In a video demonstration, Corning showed a ClearCurve drop cable being wrapped dozens of times around a small metal rod, and suffering almost no signal loss and providing a perfect video feed. A conventional cable wrapped around the same rod completely lost the signal after only two turns.

===FTTH uses===
ClearCurve is the end result of a Corning research project looking for products better tailored to the fiber to the home market. Running since 1988 at their Sullivan Park research center in New York, Corning announced ClearCurve at a press event on 19 September 2007 and showed it publicly at the FTTH Conference later that month.

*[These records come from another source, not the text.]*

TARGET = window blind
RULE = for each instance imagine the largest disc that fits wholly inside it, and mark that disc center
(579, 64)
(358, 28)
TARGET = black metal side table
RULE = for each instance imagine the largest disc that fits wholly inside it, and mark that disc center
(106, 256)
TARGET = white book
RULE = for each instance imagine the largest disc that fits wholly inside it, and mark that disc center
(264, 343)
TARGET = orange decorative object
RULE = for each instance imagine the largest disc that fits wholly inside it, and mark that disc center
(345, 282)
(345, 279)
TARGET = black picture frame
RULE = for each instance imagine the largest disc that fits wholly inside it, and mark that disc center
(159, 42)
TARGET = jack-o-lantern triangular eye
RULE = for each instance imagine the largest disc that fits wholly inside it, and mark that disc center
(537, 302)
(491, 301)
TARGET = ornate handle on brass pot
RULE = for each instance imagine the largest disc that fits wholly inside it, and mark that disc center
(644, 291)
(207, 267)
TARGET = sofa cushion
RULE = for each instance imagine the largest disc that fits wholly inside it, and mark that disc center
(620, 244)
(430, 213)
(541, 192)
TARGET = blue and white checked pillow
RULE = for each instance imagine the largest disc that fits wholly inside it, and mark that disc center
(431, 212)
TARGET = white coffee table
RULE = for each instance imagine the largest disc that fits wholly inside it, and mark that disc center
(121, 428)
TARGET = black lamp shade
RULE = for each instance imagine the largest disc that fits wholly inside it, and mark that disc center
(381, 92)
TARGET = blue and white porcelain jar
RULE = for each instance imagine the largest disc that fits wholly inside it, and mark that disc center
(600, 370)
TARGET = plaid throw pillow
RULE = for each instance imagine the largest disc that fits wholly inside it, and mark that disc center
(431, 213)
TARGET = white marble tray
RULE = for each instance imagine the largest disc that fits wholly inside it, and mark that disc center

Using ClearCurve, a FTTH installation can use existing armoured cabling to deliver the signal to a utility room, then connect individual ClearCurve cables to the fibers in the bundle for distribution within the building. This sort of installation dramatically simplifies the overall complexity of FTTH wiring in multi-unit dwellings, eliminating both the large coax cabling and the need to convert formats from light to electrical. Users were quickly forthcoming; announced in September, only a month later an official press release announced that Connexion Technologies would be using ClearCurve on 30 November 2007. Since then many additional partners have been announced.

===Computer bus uses===
The single-mode fibers used in conversional telecommunications applications have high performance, but require expensive light sources and highly accurate mechanical positioning in order to gather light from them. In comparison, multi-mode have wider cores that are easier to connect to and can be effectively driven by lower-cost devices like solid-state IR lasers or vertical-cavity surface-emitting lasers (VCSELs).

Multi-mode fiber found some uses in high-performance computing applications, notably the Fibre Channel system for high speed disks and some parallel computing interconnection systems. However, the relatively inflexible cables made them less useful in general roles, where braided copper wiring remains widespread. Fiber has found one consumer use, the TOSLINK cable used in digital audio applications. This role uses lower quality multi-mode plastic fibre with limited bandwidth, about 125 Mbit/s, driven by red LEDs. However, advances in computers have demanded ever increasing bandwidth, and modern computer bus systems are quickly reaching their limits. There was some discussion of moving to optical fiber for the USB3 standard, but the decision was made to move ahead with copper.

Corning announced a multi-mode version of ClearCurve cabling on 13 January 2009. It has greater bandwidth than any common copper wiring, and is at least as flexible as copper wiring able to carry the same amount of data. Although it was mentioned only in passing, Intel's new Light Peak interconnection system uses ClearCurve cabling as its basis. Light Peak uses a two-fiber cable running at 10 Gbit/s in both directions. Unlike most optical connection systems, Light Peak is being designed to allow daisy-chaining and supply power through a set of coaxial copper wires.